The adorable varmint must have jumped at her by then because she came screaming out of the street. She reached up and shook me by both shoulders. “Why didn’t you warn me?”

“Because you were chasing a rat, telling me how cute it was.”

She let my shoulders go but continued to scowl up at me. “Hunter is the stable boy? I thought David was the stable boy.”

At the mention of Hunter, New York City sharpened for me: The blue street tattooed with faded yellow lines. A building of brown brick on one side of the street and another of gray marble on the other. Small trees planted in the sidewalk, leaves already blushing red in mid-September. A shop window reflecting my hair, a blur of orange in the midst of the city. I had thought my summer here had been the experience of a lifetime, but the mere thought of Hunter intensified it—because he had almost taken it away from me. And he could take it away now.

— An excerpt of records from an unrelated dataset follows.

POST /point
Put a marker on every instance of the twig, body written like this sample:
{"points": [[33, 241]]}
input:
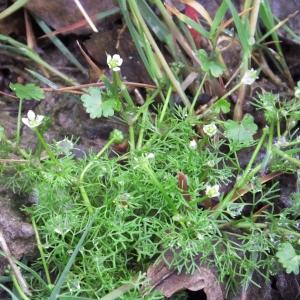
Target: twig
{"points": [[86, 16], [14, 267]]}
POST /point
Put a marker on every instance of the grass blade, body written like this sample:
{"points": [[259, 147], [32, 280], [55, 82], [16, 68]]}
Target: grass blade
{"points": [[13, 296], [55, 293], [118, 292], [11, 9], [60, 46], [42, 78]]}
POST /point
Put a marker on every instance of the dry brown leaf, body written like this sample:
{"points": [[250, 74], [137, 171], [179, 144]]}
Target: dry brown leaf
{"points": [[169, 282]]}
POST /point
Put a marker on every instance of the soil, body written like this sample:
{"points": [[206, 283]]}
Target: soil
{"points": [[69, 118]]}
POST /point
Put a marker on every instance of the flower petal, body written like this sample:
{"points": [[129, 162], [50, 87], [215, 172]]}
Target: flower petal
{"points": [[31, 115], [26, 121]]}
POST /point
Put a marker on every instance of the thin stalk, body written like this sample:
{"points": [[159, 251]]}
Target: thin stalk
{"points": [[83, 192], [142, 130], [18, 132], [231, 91], [166, 104], [40, 247], [198, 93], [291, 159], [14, 147], [146, 166], [159, 54], [238, 109], [123, 88], [18, 288], [131, 137], [245, 177], [44, 144]]}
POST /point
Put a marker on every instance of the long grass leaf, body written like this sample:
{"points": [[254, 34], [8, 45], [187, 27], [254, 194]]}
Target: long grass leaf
{"points": [[55, 293], [118, 292], [60, 46], [74, 298], [11, 9], [29, 53], [42, 79], [13, 296], [219, 17], [242, 30]]}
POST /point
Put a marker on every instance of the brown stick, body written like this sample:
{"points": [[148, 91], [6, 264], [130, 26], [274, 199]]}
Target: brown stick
{"points": [[13, 265]]}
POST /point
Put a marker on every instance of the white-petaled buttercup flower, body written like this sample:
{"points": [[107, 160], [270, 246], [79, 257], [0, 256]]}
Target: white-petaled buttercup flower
{"points": [[193, 144], [177, 218], [249, 77], [210, 163], [210, 129], [33, 120], [281, 142], [150, 156], [212, 191], [114, 62], [297, 90]]}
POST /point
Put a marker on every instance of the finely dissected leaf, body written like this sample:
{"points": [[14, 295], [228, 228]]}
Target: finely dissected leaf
{"points": [[2, 133], [210, 65], [92, 101], [241, 132], [222, 106], [28, 91], [288, 257], [97, 106], [62, 277], [108, 108]]}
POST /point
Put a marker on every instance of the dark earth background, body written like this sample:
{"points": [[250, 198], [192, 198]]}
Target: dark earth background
{"points": [[70, 119]]}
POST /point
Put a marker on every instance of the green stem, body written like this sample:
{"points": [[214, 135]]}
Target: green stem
{"points": [[44, 144], [18, 133], [16, 148], [293, 160], [232, 90], [123, 88], [152, 175], [83, 192], [198, 93], [159, 54], [131, 137], [166, 104], [40, 247], [246, 175], [18, 288], [142, 130]]}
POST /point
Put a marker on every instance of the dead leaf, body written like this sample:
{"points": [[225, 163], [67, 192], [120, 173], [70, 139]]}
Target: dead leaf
{"points": [[169, 282]]}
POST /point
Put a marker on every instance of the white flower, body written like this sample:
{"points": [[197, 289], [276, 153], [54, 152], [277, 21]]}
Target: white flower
{"points": [[212, 191], [65, 146], [210, 129], [281, 142], [177, 218], [297, 90], [193, 144], [249, 77], [150, 156], [114, 62], [210, 163], [32, 119]]}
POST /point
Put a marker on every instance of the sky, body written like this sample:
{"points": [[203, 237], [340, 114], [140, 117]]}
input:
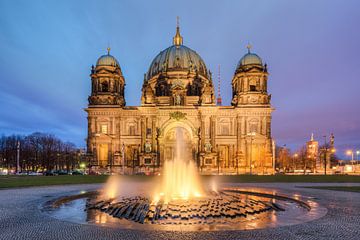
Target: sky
{"points": [[311, 48]]}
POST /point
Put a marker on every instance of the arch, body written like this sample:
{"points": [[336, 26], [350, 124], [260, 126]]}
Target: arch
{"points": [[166, 143]]}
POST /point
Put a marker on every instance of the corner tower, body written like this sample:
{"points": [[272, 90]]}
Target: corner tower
{"points": [[107, 82], [249, 83], [252, 102]]}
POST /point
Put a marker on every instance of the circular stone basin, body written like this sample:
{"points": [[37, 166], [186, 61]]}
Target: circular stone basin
{"points": [[228, 209]]}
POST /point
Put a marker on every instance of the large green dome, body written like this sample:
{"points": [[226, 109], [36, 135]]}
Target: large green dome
{"points": [[107, 60], [177, 58]]}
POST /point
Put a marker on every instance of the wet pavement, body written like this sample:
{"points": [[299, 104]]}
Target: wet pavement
{"points": [[22, 217]]}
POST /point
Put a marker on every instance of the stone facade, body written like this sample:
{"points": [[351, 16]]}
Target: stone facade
{"points": [[177, 92]]}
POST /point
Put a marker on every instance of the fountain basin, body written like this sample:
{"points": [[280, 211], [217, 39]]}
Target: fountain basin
{"points": [[228, 209]]}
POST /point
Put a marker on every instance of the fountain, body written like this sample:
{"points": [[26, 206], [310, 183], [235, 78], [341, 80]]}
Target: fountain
{"points": [[182, 199]]}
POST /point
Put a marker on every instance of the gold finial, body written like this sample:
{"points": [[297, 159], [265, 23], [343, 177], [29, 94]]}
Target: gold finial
{"points": [[177, 40], [249, 47]]}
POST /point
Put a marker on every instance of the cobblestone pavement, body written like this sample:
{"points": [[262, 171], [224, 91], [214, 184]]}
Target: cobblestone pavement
{"points": [[21, 218]]}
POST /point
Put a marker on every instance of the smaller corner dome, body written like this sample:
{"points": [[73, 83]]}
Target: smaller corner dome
{"points": [[107, 60], [249, 59]]}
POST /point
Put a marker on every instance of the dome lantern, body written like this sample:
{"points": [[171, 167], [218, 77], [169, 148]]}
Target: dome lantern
{"points": [[177, 39]]}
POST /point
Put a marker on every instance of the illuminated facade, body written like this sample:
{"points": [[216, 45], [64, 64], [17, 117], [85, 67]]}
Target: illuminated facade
{"points": [[178, 91]]}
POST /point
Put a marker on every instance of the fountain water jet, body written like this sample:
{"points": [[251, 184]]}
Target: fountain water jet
{"points": [[180, 175]]}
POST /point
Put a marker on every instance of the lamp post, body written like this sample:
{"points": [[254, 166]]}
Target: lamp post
{"points": [[351, 153], [252, 134], [123, 158], [325, 151], [294, 158]]}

“Come on,” I called to Summer. “I’m going to be late.” When she trotted beside me again, three steps to my two, I explained, “David is the stable boy in my story. He is modeled on Hunter, from class. Hunter of the piercing blue eyes and dreamy good looks and the invisible horse.”

“Oh, Hunter!” She slapped both hands over her mouth, then moved them to gasp, “How did this happen? You met him in the dorm and based this character on him, thinking he would never read it because he wasn’t in our class? How mortifying!”

“Not exactly,” I muttered. “I mean, yes, it’s mortifying, but I knew him before.”

She squinted up at me. “From your summer here?”

We’d come to the edge of the park, where two police horses, a chestnut and a gray, were tied several lengths apart. While they waited, they whinnied to each other to reassure themselves that they weren’t alone in this strange city.

I felt a pang, and a sudden drive to touch a horse, to run my fingers across a tough coat. I would get arrested.

I turned away from the horses and swallowed. “No, from home.”

“In Kentucky?” she shrieked. “But when he introduced himself in class, he said he’s from here. Long Island!”

I nodded. “His dad used to work with the horses out at Belmont. That’s why my grandmother hired his dad in the first place. He and Hunter moved to our farm when Hunter and I were in middle school.”

“You mean, they moved to your town and worked on your farm? No, you mean they actually moved to your farm, don’t you? Oh my God.”

“Well, we have small houses for the stable hands, and it was just the two of them. Most families wouldn’t want to live on the farm, but they did.”

“You have small houses for the stable hands,” she repeated in disbelief.

“Hunter and I were friends at first, and then our parents had a falling-out.” I shook my head to keep from dwelling on that awful night. “He and I avoided each other for the rest of the summer. And when school started in the fall, somebody figured out that his dad worked for my grandmother, and that Hunter helped out at the farm, too, sometimes, and everybody started calling him

wait for it

”

“Stable boy,” Summer intoned. Then she grabbed my arm. “I was right! You’re Rebecca from your story! You’re loaded!”

“Was loaded,” I murmured.

“But Hunter’s loaded, too,” Summer insisted. “He was wearing a Rolex.”

“I noticed. That was a nice touch on my grandmother’s part. What happened was—”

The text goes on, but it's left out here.